Эйзенштейн, будучи выдающимся кинематографистом, с невероятной выразительностью показывал на экране сцены жестокости и насилия. В его мемуарах есть впечатляющее перечисление сцен подобного рода: «Действительно, в моих фильмах расстреливают толпы людей, дробят копытами черепа батраков, закопанных по горло в землю, после того как их изловили в лассо (“Мексика”), давят детей на одесской лестнице, бросают с крыши (“Стачка”), дают убивать их своим же родителям (“Бежин луг”), бросают в пылающие костры (“Александр Невский”); на экране истекают настоящей кровью быки (“Стачка”) или кровяным суррогатом артисты (“Потемкин”); в одних фильмах отравляют быков (“Старое и новое”), в других — цариц (“Иван Грозный”); расстрелянная лошадь повисает на разведенном мосту (“Октябрь”) и стрелы вонзаются в людей, распластанных вдоль тына под осажденной Казанью». Режиссер подчеркивает, что Иван Грозный не случайно стал его любимым героем и властителем дум.
Из мемуаров мы узнаем, что он предполагал показать в фильме сцены детства русского царя, которые объясняли бы его поведение и ту жестокость, которую он проявлял по отношению к своим подданным. Обращаясь к собственному эмоциональному опыту, полученному в детстве, Эйзенштейн предполагает, что и личность Грозного предопределили острые детские впечатления и сопутствующие им чувства: «Когда ряд детских травм совпадает по эмоциональному признаку с задачами, стоящими перед взрослым, тогда “добро зело”». Себя он определяет как скверного ребенка, который не ломал предметы, не вспарывал животы кукол или животики часов, «чтобы узнать, что там у них внутри», не мучал животных, не отрывал ноги и крылья мухам, что, по его мнению, делает «всякий порядочный ребенок». И если у обычных детей этот зуд агрессивного самоутверждения с возрастом проходит, то у «хороших» детей он только возрастает, и они лихорадочно ищут сферу, где могут его реализовать.
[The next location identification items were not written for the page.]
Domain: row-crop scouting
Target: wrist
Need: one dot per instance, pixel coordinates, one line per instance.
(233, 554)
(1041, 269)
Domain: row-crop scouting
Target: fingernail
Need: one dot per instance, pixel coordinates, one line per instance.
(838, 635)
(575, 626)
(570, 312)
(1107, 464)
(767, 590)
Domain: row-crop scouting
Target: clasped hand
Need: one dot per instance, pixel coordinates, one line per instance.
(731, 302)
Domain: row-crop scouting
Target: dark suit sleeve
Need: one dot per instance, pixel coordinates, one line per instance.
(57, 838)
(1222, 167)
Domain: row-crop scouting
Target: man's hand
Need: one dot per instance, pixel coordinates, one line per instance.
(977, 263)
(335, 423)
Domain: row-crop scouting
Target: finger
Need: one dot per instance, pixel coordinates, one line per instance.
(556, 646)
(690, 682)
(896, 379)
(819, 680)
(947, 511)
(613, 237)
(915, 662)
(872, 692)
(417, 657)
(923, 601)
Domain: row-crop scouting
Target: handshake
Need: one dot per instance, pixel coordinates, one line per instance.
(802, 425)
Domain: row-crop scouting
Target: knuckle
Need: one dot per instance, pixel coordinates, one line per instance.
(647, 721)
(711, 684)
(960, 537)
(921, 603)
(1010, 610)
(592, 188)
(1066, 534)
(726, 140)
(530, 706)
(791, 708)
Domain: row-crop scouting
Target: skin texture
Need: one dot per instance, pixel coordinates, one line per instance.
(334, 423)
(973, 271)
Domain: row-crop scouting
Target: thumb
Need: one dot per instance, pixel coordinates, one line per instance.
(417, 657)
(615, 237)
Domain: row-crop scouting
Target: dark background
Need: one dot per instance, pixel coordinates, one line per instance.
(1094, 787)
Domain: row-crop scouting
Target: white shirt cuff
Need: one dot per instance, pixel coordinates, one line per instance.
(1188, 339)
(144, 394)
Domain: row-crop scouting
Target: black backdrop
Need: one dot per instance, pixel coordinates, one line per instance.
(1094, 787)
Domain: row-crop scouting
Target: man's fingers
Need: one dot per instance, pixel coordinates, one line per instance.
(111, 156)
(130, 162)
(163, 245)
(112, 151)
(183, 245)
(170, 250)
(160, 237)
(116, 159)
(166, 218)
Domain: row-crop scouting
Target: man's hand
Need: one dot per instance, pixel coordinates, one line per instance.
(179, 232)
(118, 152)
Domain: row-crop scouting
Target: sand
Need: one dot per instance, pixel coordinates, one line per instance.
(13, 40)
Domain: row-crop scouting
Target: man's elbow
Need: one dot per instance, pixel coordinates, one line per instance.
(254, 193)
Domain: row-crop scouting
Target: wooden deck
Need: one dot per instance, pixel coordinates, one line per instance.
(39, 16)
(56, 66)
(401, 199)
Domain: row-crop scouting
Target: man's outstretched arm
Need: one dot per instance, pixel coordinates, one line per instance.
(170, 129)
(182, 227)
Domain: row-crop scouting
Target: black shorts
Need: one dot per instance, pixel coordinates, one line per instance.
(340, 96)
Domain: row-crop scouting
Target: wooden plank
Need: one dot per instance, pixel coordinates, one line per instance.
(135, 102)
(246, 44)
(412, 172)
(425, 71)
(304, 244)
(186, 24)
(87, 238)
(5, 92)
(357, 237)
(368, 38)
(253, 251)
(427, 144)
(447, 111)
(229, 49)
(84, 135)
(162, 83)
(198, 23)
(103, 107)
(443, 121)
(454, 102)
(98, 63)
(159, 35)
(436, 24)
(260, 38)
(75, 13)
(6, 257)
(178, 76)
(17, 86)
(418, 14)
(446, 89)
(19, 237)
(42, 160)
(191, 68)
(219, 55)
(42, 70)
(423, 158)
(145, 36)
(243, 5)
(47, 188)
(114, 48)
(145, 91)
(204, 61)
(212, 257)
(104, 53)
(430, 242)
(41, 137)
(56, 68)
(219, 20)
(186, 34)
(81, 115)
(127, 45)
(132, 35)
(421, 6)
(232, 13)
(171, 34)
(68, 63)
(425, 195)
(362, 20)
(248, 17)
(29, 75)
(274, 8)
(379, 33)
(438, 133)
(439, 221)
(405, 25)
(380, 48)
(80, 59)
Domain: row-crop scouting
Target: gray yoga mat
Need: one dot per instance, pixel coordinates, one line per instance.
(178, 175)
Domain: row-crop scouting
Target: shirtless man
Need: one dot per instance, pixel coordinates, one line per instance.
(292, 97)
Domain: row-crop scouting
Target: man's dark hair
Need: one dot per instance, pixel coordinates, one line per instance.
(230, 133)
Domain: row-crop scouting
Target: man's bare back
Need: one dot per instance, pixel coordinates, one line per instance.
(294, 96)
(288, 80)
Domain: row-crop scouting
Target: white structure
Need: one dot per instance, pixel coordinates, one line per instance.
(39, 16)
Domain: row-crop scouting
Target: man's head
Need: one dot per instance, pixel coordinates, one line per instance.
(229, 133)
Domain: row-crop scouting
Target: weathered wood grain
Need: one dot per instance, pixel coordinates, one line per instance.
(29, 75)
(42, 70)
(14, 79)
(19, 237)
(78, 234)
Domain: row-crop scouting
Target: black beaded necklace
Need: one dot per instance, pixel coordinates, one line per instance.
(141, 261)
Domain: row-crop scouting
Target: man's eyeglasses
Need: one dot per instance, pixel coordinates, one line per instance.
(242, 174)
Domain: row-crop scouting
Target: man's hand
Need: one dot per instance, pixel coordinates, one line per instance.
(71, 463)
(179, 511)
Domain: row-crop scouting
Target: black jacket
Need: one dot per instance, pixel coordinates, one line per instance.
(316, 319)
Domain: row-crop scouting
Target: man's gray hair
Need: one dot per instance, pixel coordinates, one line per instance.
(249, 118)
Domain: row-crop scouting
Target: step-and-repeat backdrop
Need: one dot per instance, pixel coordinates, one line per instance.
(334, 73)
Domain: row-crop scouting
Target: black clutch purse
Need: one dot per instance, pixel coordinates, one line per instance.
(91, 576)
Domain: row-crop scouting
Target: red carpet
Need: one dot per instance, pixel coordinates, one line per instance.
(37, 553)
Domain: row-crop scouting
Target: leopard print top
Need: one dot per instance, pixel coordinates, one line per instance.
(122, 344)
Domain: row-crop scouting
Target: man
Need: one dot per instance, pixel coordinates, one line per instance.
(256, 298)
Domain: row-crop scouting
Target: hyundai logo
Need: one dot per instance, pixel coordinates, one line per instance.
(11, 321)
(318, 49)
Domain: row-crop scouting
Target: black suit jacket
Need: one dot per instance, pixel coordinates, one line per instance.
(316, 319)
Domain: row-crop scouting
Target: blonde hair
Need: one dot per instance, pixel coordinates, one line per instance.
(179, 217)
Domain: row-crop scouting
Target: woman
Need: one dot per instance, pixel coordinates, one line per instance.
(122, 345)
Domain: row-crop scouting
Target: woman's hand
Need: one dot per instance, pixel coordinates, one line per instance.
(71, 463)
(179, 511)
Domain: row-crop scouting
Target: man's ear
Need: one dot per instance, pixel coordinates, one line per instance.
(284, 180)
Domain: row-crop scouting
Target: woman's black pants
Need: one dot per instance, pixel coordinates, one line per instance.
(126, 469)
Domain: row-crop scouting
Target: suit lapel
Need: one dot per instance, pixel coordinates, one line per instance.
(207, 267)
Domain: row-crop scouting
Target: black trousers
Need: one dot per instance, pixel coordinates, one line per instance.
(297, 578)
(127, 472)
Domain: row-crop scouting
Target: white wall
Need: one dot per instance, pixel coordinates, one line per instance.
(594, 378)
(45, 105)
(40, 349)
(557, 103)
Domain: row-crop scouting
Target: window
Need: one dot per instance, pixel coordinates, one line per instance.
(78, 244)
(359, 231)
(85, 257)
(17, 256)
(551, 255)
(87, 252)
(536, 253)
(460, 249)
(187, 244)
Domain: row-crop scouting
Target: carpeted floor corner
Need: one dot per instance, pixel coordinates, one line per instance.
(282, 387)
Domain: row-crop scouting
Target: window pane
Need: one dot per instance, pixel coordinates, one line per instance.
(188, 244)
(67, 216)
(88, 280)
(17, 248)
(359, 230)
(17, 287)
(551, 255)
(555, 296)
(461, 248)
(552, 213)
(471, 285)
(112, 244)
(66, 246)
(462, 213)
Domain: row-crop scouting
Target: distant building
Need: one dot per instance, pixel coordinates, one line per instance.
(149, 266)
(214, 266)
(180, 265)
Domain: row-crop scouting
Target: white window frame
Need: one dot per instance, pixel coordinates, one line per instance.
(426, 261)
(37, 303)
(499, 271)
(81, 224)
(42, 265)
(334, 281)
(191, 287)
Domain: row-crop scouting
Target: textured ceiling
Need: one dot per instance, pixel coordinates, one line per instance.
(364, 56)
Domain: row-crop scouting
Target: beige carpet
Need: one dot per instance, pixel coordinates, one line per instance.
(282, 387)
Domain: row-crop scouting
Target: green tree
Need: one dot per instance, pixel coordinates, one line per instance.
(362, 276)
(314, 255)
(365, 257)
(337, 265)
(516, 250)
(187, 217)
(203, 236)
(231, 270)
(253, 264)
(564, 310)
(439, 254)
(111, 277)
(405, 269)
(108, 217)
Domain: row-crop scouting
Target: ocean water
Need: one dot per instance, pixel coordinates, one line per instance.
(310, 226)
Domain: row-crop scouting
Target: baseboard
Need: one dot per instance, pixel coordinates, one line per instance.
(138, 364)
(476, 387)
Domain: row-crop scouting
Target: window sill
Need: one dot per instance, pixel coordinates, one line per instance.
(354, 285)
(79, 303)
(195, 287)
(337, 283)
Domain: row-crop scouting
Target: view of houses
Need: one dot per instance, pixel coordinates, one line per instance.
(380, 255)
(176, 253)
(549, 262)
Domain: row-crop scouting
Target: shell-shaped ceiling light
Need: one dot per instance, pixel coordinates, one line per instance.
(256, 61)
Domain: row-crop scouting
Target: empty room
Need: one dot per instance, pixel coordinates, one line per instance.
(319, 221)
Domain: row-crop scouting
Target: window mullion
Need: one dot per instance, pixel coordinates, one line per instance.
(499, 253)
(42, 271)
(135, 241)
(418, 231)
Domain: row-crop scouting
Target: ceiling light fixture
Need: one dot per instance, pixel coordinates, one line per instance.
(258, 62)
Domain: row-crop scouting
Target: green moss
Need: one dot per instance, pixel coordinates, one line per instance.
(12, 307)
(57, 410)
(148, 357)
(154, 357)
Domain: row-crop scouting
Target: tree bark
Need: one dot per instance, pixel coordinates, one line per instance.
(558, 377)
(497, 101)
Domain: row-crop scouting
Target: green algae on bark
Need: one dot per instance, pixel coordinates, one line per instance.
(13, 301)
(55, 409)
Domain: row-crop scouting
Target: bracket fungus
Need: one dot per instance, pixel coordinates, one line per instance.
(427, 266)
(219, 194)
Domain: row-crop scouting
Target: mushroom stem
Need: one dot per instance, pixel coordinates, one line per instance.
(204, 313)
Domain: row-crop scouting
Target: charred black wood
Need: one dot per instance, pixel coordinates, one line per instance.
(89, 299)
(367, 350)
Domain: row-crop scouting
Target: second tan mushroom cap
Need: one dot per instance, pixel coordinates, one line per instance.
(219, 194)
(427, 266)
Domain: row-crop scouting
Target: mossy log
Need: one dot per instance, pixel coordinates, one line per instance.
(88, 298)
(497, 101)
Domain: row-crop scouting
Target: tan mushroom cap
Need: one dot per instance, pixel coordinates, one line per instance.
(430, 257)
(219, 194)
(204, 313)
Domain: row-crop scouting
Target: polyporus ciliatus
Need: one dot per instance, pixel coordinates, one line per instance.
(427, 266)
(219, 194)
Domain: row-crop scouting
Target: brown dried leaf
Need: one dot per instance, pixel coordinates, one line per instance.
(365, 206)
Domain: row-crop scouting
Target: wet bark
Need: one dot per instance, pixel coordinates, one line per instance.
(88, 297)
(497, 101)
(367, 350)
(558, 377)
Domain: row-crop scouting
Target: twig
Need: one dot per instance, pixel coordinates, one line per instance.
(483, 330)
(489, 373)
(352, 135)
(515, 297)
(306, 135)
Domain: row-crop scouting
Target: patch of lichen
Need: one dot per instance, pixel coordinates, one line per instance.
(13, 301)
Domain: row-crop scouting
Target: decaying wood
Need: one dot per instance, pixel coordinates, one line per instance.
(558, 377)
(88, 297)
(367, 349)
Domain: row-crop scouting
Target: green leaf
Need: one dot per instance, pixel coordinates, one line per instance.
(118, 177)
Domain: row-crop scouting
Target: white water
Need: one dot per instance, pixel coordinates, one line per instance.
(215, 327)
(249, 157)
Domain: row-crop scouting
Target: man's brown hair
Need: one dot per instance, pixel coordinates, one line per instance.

Ивану Грозному это удалось. Эйзенштейну тоже. Он пишет, что ему повезло: «Я оказался нужным своему времени, на своем участке, именно таким, как определилась моя индивидуальность». Эйзенштейн — автор фильма «Броненосец “Потемкин”», шедевра, который одновременно и предопределил ход истории современного кинематографа, и создал образ русской революции. И, как не устают шутить его биографы, если бы сразу после создания этого фильма он умер, то непременно стал бы одним из иконических персонажей нового советского искусства. Но он прожил после «Потемкина» еще двадцать с лишним лет, которые были насыщены творчеством в самых разнообразных формах, и вновь изданные мемуары — из их числа. Парадокс тридцатых годов заключался в том, что всеми признанный, имеющий множество замыслов гений никак не мог запуститься с новой картиной ни в России, ни в Америке. А если и запускался, то кончалось это ничем: картину «Да здравствует Мексика!», снимавшуюся на деньги американских продюсеров, ему завершить не удалось, а «Бежин луг», снятая по возвращении в СССР, была попросту уничтожена.